Startups

Co-Founder Agreements: Why every startup needs one before raising capital

Apr 10, 2026·6 min read

Most startup failures trace back not to bad products or difficult markets, but to co-founder disputes. Equity that seemed fair at the kitchen table feels very different after eighteen months of unequal contribution. A co-founder agreement doesn't predict the future — it creates a shared framework for navigating it. It's the most important document a startup can produce before it raises a single dollar.

Why co-founder disputes are so common

Founding teams usually come together on enthusiasm and shared vision. The difficult conversations — what happens if someone wants to leave, who controls strategic decisions, how equity is earned over time — are deferred because they feel uncomfortable at the beginning.
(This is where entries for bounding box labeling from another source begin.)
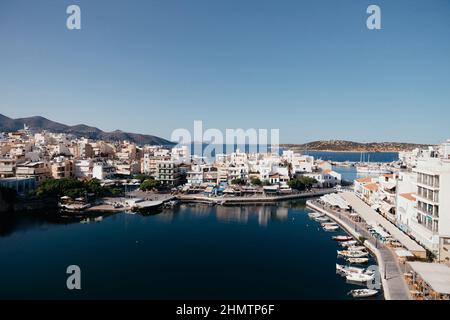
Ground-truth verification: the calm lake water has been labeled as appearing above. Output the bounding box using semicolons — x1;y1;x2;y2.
0;201;381;299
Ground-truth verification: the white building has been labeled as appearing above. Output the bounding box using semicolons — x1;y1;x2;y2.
410;154;450;258
74;159;94;179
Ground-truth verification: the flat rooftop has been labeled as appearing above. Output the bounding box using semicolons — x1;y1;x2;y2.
407;262;450;294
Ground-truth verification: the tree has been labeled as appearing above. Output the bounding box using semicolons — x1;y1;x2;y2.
139;178;161;191
0;187;17;203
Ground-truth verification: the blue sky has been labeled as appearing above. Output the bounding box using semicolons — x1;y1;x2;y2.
0;0;450;143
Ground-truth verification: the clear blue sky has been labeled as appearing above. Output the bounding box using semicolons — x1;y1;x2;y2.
0;0;450;143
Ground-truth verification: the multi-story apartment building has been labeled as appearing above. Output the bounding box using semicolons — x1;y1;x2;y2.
156;160;182;186
74;159;94;179
92;162;116;180
409;154;450;258
16;161;51;183
51;156;74;179
0;158;16;178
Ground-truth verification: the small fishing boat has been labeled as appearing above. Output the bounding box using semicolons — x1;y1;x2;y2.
347;258;369;264
347;246;366;251
345;273;374;282
320;222;337;227
323;225;339;231
337;250;369;258
348;289;378;298
332;235;353;241
308;212;325;219
342;239;358;247
336;263;366;274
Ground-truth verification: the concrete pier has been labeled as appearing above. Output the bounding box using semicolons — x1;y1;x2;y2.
307;200;411;300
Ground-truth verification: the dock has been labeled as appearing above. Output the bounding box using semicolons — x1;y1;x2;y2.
307;200;411;300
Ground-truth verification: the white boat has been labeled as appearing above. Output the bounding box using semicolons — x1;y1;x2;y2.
345;273;374;282
337;250;369;258
347;258;369;264
332;236;356;243
323;225;339;231
336;263;366;274
348;289;378;298
320;222;338;227
308;212;324;219
341;240;358;247
347;246;366;251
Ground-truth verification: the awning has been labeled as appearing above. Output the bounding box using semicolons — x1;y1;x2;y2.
408;262;450;294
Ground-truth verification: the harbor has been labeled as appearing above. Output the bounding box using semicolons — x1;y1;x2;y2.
307;194;411;300
0;199;383;300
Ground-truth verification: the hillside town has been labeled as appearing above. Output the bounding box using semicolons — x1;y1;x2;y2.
0;126;342;204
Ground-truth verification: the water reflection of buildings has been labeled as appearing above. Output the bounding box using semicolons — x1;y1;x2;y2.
216;205;289;226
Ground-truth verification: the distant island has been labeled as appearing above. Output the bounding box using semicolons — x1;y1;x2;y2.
0;114;434;152
280;140;429;152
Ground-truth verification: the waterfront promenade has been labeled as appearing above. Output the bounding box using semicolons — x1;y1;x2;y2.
176;189;336;205
307;200;411;300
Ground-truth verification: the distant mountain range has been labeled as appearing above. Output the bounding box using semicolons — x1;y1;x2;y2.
280;140;429;152
0;114;173;145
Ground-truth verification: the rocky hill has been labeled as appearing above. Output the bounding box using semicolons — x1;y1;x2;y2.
0;114;172;145
281;140;427;152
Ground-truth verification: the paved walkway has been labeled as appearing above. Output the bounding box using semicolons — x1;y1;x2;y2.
308;201;411;300
176;189;336;204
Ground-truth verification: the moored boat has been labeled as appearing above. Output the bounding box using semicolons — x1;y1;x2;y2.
348;289;378;298
308;212;325;219
345;273;374;282
332;235;356;243
323;225;339;231
347;246;366;251
337;250;369;258
340;240;358;247
320;222;337;227
347;258;369;264
336;263;366;274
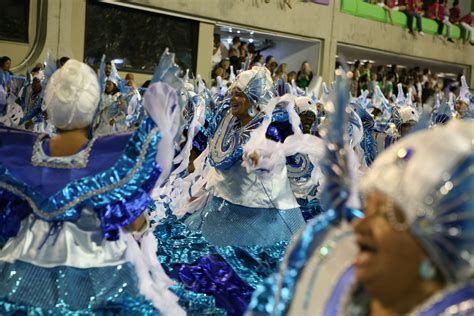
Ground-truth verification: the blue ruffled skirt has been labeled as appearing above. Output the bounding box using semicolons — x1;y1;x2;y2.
0;261;160;315
185;197;305;246
155;205;289;316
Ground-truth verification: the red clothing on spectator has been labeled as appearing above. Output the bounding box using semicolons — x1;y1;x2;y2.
426;3;444;21
449;6;461;23
406;0;420;13
461;14;472;25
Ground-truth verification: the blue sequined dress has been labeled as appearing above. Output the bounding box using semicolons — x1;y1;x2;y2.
155;105;305;315
0;119;184;315
186;105;304;246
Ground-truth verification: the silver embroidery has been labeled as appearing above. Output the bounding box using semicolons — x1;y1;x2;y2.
31;134;97;169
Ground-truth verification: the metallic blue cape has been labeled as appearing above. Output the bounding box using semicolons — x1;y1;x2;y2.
0;119;161;240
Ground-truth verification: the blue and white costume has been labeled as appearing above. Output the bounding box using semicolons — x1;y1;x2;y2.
186;67;304;246
0;60;184;315
249;70;474;315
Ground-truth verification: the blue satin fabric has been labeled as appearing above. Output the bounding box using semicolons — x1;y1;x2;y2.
0;119;161;240
170;284;227;316
170;255;253;315
0;120;161;220
249;210;337;315
296;199;324;222
0;261;159;316
185;196;305;247
0;189;31;239
155;214;288;315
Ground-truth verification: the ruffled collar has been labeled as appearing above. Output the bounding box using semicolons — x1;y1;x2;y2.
31;134;97;169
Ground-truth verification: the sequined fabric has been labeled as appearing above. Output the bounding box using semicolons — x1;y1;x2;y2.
0;119;161;225
0;120;161;240
0;261;159;315
249;211;336;315
155;214;289;315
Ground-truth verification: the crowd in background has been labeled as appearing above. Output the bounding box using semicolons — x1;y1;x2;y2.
212;34;313;89
365;0;474;45
346;60;462;104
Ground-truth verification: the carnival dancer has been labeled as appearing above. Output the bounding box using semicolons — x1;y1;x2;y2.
248;68;474;315
0;60;184;315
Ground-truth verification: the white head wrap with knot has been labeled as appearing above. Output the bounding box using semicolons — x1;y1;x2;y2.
44;60;100;130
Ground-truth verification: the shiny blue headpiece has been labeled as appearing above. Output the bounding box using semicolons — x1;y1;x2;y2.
362;121;474;284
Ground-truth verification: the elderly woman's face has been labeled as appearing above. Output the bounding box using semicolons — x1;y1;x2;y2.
230;87;250;117
105;80;115;94
353;192;426;297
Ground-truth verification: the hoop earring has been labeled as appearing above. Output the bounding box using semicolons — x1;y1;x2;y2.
418;258;436;281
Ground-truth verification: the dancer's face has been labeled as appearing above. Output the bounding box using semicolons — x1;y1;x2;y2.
300;111;316;134
353;192;434;297
230;87;251;118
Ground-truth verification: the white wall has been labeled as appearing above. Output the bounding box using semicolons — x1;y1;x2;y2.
262;41;320;73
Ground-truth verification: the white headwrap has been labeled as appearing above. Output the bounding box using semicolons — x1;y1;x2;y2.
44;60;100;130
361;121;474;283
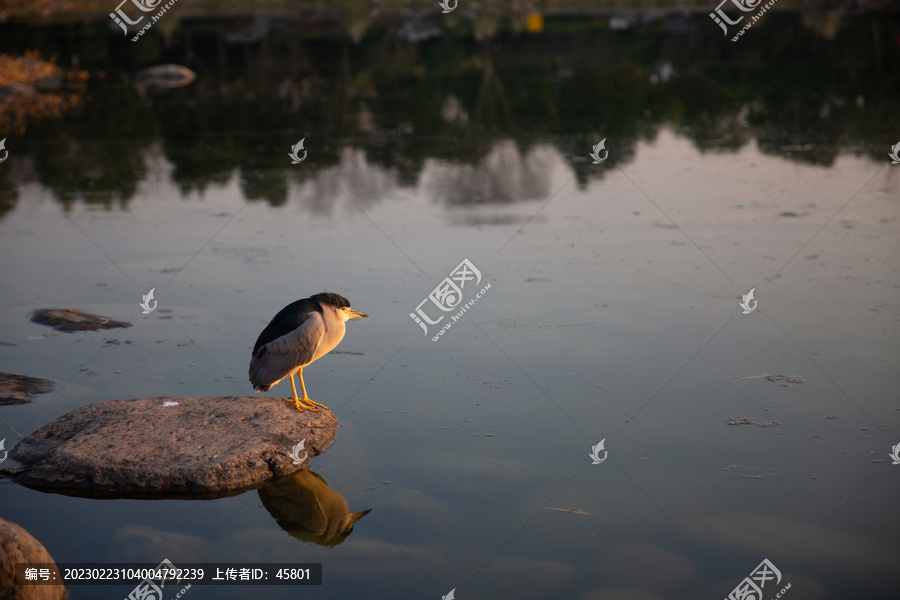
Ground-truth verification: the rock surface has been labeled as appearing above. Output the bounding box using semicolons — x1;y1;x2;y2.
31;308;131;331
0;371;56;406
0;519;68;600
5;396;339;498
That discomfort compounds. Twelve months in, one founder is working sixty-hour weeks while another has taken on consulting work on the side. The equity split that was agreed verbally over coffee no longer reflects reality. Without a written agreement, there is no mechanism to address this. The result is resentment, reduced productivity, and in the worst cases, litigation that destroys the company entirely.

Investors are well aware of this. Most institutional investors — seed funds and venture capital firms alike — will ask to see a co-founder agreement before completing a term sheet. A company where the founding team's rights and obligations aren't documented is a company with undisclosed legal risk.
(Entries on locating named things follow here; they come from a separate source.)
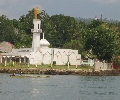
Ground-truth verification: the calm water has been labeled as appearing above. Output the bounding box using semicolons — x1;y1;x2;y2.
0;74;120;100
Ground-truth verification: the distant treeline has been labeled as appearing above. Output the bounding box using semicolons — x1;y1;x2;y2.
0;9;120;61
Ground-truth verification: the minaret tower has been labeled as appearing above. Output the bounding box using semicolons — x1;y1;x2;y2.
31;7;42;52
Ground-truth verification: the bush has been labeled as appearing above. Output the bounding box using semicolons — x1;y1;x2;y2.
65;62;71;66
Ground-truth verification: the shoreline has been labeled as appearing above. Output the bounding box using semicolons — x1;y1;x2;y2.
0;68;120;76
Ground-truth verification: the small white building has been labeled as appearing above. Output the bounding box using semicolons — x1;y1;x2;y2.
1;7;81;65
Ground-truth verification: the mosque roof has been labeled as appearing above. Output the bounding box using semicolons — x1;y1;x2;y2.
40;39;50;46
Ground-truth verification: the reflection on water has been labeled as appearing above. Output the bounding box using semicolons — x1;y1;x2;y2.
0;74;120;100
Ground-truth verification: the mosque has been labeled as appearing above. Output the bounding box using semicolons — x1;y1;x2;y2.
0;7;81;65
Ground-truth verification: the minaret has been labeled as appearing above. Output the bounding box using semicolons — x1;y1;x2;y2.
31;7;42;52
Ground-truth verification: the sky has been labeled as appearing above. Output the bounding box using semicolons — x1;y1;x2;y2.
0;0;120;21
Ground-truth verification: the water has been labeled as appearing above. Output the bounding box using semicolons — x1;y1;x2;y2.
0;74;120;100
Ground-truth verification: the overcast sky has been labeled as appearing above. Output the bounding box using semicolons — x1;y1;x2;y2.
0;0;120;21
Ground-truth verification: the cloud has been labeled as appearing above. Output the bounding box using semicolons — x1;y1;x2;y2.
92;0;119;3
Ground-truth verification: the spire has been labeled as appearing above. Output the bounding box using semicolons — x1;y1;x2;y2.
43;33;44;39
34;6;40;19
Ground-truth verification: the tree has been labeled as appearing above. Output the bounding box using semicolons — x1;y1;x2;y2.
85;20;117;61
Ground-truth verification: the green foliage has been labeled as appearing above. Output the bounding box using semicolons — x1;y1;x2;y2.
85;20;117;61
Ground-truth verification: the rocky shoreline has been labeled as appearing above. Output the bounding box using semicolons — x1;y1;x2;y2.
0;68;120;76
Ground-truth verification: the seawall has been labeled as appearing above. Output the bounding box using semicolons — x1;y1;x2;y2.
0;68;120;76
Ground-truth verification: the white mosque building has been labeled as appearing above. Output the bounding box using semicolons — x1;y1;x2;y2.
1;6;81;65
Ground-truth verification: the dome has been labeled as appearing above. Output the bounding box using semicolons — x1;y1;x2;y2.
40;33;50;48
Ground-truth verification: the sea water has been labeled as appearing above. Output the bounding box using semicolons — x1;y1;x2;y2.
0;74;120;100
What a co-founder agreement should cover

A well-drafted co-founder agreement typically addresses six areas: equity allocation, vesting schedules, roles and responsibilities, decision-making authority, intellectual property ownership, and exit provisions.
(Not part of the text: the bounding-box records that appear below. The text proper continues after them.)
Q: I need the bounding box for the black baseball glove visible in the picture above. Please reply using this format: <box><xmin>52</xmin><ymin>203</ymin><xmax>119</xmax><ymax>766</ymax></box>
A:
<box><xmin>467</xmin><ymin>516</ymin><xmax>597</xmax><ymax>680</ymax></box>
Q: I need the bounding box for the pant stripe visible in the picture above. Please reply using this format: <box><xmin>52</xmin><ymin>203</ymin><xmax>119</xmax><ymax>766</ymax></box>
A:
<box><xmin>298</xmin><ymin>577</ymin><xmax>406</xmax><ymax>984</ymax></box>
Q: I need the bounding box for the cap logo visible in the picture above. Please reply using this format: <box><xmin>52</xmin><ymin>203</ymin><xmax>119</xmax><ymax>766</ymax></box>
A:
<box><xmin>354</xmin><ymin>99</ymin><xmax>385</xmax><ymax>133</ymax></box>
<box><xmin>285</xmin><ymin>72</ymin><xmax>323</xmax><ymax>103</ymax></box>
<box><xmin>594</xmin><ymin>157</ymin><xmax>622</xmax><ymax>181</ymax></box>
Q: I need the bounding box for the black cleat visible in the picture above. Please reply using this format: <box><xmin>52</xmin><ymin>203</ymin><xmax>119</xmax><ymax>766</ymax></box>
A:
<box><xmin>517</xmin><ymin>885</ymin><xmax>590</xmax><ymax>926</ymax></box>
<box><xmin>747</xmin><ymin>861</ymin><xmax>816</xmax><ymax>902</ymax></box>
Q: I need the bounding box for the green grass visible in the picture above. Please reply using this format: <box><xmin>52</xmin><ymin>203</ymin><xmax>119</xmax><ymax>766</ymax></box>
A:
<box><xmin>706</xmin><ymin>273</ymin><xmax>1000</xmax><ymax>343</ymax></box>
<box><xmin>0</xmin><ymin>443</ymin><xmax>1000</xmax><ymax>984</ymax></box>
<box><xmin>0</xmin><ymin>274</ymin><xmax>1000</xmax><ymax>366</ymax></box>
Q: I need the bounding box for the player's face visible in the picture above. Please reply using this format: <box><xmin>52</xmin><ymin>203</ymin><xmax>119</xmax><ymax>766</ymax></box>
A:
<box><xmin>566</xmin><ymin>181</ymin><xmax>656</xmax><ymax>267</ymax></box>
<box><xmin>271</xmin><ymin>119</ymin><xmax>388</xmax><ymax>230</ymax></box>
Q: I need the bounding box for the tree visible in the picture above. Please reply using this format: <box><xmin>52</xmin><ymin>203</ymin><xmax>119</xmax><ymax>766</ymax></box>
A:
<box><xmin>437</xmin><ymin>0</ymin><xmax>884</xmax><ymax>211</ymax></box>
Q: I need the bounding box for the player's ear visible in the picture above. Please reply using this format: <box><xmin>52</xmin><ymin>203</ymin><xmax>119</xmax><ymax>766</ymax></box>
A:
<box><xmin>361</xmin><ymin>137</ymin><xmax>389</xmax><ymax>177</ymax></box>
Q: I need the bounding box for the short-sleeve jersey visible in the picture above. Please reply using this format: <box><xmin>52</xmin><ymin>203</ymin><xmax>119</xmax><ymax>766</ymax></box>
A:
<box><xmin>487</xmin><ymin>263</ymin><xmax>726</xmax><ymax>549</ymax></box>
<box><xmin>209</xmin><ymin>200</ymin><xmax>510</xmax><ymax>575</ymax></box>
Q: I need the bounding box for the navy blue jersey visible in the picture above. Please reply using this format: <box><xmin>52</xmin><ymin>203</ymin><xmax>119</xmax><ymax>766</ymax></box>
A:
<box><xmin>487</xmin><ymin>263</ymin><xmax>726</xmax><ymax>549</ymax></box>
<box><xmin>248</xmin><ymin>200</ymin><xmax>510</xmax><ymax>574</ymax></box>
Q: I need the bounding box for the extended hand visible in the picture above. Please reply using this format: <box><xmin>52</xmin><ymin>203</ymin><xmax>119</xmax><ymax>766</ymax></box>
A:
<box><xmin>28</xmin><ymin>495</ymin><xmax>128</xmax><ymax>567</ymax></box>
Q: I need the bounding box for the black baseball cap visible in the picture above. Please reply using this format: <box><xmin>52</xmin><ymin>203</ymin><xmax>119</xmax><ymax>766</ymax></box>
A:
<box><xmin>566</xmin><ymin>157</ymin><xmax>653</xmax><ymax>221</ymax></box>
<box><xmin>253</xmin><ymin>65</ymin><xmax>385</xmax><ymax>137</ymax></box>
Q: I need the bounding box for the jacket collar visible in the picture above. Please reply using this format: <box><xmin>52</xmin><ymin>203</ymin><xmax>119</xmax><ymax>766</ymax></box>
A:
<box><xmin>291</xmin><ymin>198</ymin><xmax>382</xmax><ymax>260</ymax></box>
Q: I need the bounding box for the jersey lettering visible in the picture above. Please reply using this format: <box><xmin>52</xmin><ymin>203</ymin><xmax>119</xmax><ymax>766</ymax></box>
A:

Equity allocation records each founder's stake in the company at the time of signing. This sounds simple, but it needs to account for existing contributions (code written, capital invested, IP brought in) as well as expected future contributions. The agreement should also address how equity is treated if the company issues new shares in future funding rounds.

Roles and responsibilities should describe what each founder is expected to do — which function they lead, how much time they commit, and what decisions they can make independently versus decisions that require collective agreement. The more specific this section is, the easier it is to identify when someone is and isn't meeting their obligations.

Vesting schedules: the clause most founders misunderstand

A vesting schedule means that equity is earned over time rather than granted upfront. The most common structure is a four-year vesting schedule with a one-year cliff — meaning a founder earns no equity during the first twelve months, then 25% on the first anniversary, and the remaining 75% monthly over the following three years.

Without vesting, a co-founder who leaves after six months can walk away with their full equity stake. This is catastrophic for the remaining founders and for the company's cap table. Investors see unvested equity held by departed founders as a serious red flag.

Vesting schedules can be customised to reflect the founding team's specific situation. If one founder has already contributed significant work before the company was formally incorporated, a portion of their equity might vest immediately to reflect that prior contribution, with the remainder subject to the standard schedule.

What happens when a founder leaves

The exit provisions of a co-founder agreement deal with what happens to a departing founder's equity depending on the circumstances of their departure. The key distinction is between good leaver and bad leaver scenarios.

A good leaver is typically a founder who leaves due to circumstances outside their control — serious illness, family hardship, or a mutually agreed transition. In these cases, the departing founder generally retains their vested equity and may have some entitlement to unvested equity.

A bad leaver is a founder who resigns without adequate notice, is terminated for cause, or competes with the company shortly after leaving. In these cases, unvested equity is usually forfeited, and vested equity may be subject to a buyback at a discount to market value. These provisions need to be clear, specific, and legally enforceable — vague drafting in this section is where disputes originate.

When to get a co-founder agreement

The right time to sign a co-founder agreement is before you need one. Specifically, before the company raises money, before it hires its first employee, and before any significant IP is created under the company's name.

The conversations that lead to a co-founder agreement — about equity, roles, and what happens if things go wrong — are exactly the conversations that founding teams should be having early. If those conversations are too uncomfortable to have, that's important information about whether the founding team is the right one.

A co-founder agreement does not need to be long or complicated. It needs to be specific, honest, and signed by all founders. Reviewed by a qualified lawyer before signing, it becomes one of the most valuable documents your company will ever produce.

Co-founder agreements aren't pessimistic — they're the clearest sign that a founding team is serious about building something that lasts. Draft yours before you need it.